Con plena seguridad, quien tocará los clarines por todo lo alto el minuto que el Dow cruce los treinta mil puntos será Donald Trump, quien ha apostado su suerte política al alza imparable de Wall Street, y quien no pierde oportunidad de agenciarse la paternidad de esta espuma financiera que ha dado ganancias fabulosas a los dueños de acciones, reforzando la tendencia a la concentración de la riqueza que tanto descontento ha causado en distintas sociedas del mundo.
Los académicos y financieros discuten la utilidad del Dow Jones como un referente del mercado, y casi todos están de acuerdo con usar a su primo más joven, el S&P 500 como el principal indicador de Wall Street. Pero Dow Jones, la vieja dama, guarda un prestigio peculiar, aristocrático. Aunque sus treinta componentes palidecen en eficiencia como representante del mercado frente a los quinientos miembros del S&P, el hecho de ser el índice más antiguo y más famoso del mercado le dan al Dow un componente muy valioso en estos momentos: el político.

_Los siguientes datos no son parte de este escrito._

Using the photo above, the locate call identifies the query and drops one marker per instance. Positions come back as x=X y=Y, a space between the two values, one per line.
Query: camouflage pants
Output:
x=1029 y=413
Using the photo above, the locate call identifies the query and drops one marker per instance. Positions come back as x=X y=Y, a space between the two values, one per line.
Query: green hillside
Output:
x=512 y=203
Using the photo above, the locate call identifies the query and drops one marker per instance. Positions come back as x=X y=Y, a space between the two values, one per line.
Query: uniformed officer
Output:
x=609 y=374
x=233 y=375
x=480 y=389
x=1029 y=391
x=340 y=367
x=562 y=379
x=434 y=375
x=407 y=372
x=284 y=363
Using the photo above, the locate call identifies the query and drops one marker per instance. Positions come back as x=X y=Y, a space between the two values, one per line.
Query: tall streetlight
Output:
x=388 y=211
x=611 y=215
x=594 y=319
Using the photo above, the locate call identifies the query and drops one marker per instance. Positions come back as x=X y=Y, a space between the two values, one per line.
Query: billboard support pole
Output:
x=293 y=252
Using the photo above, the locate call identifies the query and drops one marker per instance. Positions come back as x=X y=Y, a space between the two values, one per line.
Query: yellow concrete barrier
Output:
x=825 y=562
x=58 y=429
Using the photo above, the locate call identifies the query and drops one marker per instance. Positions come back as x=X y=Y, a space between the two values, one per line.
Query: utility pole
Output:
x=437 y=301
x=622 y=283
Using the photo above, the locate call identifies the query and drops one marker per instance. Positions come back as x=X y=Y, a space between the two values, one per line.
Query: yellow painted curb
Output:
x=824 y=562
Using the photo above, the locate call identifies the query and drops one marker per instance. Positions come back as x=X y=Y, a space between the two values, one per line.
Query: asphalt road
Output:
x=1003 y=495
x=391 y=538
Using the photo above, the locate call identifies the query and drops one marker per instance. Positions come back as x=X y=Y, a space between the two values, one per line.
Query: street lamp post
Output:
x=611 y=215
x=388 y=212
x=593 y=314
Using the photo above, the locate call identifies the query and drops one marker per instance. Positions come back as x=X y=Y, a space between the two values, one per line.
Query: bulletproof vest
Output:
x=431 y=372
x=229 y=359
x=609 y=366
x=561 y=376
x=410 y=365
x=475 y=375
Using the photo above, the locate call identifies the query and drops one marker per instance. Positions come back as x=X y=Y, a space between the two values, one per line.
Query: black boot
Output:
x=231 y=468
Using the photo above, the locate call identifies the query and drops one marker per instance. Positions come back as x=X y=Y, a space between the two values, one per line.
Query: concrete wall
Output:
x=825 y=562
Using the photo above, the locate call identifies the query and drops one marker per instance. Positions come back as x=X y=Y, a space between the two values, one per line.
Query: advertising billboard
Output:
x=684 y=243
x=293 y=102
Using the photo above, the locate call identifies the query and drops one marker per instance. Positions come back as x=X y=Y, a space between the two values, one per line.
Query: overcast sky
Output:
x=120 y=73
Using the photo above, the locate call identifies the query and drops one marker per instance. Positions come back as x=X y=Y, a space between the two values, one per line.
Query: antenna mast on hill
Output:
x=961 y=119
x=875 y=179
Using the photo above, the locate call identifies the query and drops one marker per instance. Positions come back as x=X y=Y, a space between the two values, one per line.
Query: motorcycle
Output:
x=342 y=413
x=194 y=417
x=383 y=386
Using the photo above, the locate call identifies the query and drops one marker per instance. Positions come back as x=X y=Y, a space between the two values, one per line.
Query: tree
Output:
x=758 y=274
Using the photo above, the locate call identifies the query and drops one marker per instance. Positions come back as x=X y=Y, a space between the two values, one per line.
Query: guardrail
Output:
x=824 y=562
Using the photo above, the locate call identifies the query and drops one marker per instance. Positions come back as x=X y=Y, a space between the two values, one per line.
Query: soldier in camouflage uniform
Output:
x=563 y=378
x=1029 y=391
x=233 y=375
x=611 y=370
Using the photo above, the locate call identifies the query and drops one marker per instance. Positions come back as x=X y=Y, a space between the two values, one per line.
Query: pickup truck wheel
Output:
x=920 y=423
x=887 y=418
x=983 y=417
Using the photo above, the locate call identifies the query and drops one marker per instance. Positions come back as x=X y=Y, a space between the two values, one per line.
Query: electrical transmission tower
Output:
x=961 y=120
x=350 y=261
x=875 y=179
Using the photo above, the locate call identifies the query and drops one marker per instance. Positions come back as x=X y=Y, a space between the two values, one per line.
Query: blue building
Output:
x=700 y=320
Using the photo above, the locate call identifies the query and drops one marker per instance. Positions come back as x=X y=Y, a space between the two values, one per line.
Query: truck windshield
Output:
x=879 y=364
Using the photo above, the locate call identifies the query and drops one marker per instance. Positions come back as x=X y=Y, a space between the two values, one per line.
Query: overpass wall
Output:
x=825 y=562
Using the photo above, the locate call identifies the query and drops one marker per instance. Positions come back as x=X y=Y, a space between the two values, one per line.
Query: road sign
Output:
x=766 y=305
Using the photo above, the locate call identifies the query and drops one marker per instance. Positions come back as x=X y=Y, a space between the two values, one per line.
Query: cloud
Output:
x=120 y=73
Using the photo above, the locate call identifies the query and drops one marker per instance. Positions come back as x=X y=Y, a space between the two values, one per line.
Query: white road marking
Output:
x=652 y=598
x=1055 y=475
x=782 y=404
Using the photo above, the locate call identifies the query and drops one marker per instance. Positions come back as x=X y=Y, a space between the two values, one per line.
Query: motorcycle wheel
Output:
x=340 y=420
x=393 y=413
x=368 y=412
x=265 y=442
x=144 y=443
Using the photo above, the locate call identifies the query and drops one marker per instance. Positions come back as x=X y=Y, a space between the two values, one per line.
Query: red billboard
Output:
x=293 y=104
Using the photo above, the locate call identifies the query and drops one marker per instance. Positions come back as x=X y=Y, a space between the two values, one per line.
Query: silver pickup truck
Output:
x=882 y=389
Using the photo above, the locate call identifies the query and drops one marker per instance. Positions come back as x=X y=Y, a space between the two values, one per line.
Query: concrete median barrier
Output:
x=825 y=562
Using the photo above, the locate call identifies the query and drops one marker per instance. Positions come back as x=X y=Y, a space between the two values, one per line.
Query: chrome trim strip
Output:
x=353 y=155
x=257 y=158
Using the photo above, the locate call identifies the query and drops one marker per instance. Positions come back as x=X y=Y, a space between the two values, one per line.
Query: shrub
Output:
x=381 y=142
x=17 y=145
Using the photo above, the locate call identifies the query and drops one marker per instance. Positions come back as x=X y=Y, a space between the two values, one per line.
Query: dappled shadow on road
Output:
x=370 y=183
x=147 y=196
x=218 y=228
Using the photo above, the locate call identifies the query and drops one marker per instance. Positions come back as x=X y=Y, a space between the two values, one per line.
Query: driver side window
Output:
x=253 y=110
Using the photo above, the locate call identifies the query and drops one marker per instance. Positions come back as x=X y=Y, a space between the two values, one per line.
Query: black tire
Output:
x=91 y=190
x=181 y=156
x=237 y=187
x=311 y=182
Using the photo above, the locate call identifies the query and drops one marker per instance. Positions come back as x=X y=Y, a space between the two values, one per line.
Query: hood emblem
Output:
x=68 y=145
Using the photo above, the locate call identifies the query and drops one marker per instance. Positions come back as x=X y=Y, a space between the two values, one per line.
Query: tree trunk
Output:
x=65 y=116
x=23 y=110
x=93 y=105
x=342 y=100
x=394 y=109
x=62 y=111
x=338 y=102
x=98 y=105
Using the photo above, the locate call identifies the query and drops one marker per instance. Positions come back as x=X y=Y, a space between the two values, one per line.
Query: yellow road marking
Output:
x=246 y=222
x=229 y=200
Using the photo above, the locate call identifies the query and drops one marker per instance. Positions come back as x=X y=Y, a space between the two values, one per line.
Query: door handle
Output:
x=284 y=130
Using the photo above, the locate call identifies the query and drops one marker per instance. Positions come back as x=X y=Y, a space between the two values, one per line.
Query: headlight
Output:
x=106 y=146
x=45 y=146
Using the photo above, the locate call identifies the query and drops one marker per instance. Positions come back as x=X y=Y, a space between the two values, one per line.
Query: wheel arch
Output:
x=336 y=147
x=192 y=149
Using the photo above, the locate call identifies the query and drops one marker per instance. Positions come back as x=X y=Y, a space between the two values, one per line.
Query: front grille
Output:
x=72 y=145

Defenestrado por la cámara baja, investigado por su descarada parcialidad en negociaciones con Ucrania, Trump ha buscado en el ataque directo contra Irán, y en la militarización de su agenda, distractores que le ayuden a distraer la atención de los estadounidenses en donde el comportamiento del presidente es equiparable a traición a la patria, pues le ha pedido a un mandatario extranjero que dañe a un estadounidense, que es además, el hijo de su principal rival político.

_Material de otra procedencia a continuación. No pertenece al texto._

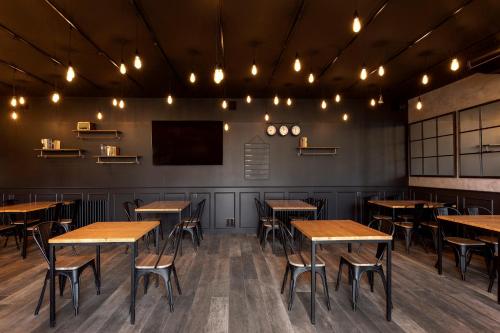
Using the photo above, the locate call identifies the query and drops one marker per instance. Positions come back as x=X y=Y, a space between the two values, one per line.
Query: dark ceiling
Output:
x=177 y=37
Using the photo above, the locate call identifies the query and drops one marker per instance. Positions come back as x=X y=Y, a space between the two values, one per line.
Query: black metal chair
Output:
x=359 y=266
x=66 y=267
x=265 y=223
x=162 y=265
x=296 y=264
x=462 y=247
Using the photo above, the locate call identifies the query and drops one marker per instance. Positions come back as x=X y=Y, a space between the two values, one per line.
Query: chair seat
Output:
x=148 y=261
x=357 y=260
x=303 y=260
x=464 y=241
x=68 y=262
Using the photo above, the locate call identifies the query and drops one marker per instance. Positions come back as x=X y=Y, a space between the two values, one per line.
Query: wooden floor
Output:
x=231 y=285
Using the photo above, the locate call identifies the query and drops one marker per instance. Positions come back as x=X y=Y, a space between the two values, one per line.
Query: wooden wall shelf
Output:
x=317 y=151
x=60 y=153
x=98 y=134
x=120 y=159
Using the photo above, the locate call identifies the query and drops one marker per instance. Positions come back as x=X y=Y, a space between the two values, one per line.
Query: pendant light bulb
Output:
x=192 y=78
x=311 y=78
x=356 y=22
x=296 y=65
x=55 y=97
x=363 y=74
x=455 y=64
x=425 y=79
x=381 y=71
x=137 y=61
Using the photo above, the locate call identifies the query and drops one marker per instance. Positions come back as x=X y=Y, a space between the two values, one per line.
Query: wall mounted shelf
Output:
x=98 y=134
x=317 y=151
x=120 y=159
x=60 y=153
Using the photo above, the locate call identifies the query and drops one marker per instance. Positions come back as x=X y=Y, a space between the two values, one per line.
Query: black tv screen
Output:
x=187 y=142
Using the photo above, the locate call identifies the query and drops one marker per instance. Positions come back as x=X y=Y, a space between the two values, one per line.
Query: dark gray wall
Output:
x=371 y=158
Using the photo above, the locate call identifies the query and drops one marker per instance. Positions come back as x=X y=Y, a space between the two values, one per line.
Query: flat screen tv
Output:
x=187 y=142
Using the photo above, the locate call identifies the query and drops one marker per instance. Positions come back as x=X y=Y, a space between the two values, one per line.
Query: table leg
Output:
x=52 y=285
x=389 y=282
x=132 y=283
x=313 y=282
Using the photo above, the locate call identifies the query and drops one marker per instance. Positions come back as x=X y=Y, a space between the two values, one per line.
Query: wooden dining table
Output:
x=99 y=234
x=341 y=232
x=287 y=206
x=485 y=222
x=25 y=209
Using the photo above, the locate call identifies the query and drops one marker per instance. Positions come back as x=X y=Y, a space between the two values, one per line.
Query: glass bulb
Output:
x=55 y=97
x=364 y=73
x=137 y=61
x=381 y=70
x=356 y=23
x=311 y=78
x=323 y=104
x=123 y=68
x=296 y=65
x=70 y=73
x=13 y=101
x=425 y=79
x=276 y=100
x=254 y=69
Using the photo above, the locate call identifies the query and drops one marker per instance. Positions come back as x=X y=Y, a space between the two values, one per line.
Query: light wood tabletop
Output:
x=289 y=205
x=338 y=230
x=486 y=222
x=404 y=204
x=107 y=232
x=174 y=206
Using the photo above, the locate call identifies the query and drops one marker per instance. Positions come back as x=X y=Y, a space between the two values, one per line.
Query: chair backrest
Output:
x=126 y=208
x=479 y=211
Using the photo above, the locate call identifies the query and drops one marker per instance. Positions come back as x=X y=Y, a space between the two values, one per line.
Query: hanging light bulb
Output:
x=296 y=65
x=55 y=97
x=381 y=71
x=70 y=73
x=137 y=60
x=363 y=74
x=419 y=104
x=455 y=64
x=323 y=104
x=254 y=69
x=310 y=78
x=425 y=79
x=356 y=22
x=192 y=77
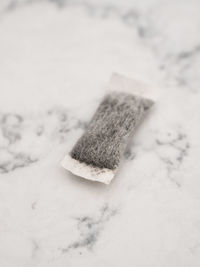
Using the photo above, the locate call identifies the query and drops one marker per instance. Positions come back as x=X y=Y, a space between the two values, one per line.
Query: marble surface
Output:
x=55 y=59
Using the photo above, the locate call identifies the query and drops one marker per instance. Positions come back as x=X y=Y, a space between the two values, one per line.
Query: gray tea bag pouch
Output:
x=96 y=155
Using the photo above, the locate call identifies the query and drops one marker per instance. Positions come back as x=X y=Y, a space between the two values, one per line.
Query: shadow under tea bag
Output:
x=97 y=153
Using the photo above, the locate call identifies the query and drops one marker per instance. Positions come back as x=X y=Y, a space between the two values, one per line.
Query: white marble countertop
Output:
x=55 y=58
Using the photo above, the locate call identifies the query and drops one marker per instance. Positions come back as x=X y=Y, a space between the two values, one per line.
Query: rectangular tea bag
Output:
x=96 y=155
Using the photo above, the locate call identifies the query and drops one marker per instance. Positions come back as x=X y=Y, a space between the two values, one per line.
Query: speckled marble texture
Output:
x=55 y=58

El Dow saltando la reja de los treinta mil puntos llega en un momento precioso para Trump, y tratará de darle un uso político a un impredecible índice financiero. Trump habla de lo que sabe: para él, nacido en pañales de seda y con cuchara de plata, la suerte del mercado ha sido seguida por la economía de su pudiente familia. Por eso piensa que la suerte de Wall Street le será agradecida por sus votantes.
No entiende, porque no puede entenderlo, que la suerte del mercado no es la de la mayoría de sus conciudadanos. Pero eso no le impedirá hacer un uso absolutamente político de esa cifra mágica que es el Dow Jones en treinta mil puntos. Disparará una ráfga de tweets atribuyéndose la autoría de esa marca arbitraria que financieramente nada significa, pero que en el imaginario colectivo fija una idea: de que la última década produjo una bonanza dificilmente comparable, que en medio de cuestionamientos respecto de su eficiencia para producir una sociedad igualitaria y sustentable, el capitalismo moderno sigue produciendo riqueza como ningún otro sistema económico en la historia.
Hay que tener cuidado con querer colgarse de esa cifra mágica. Los mercados, si algo, lo que ha demostrado es ser extremada y violentamente impredecibles. No vaya a ser que Trump, poco tiempo después de atar su suerte a la cima aérea del Dow, lo acabe acompañando en un despeñadero.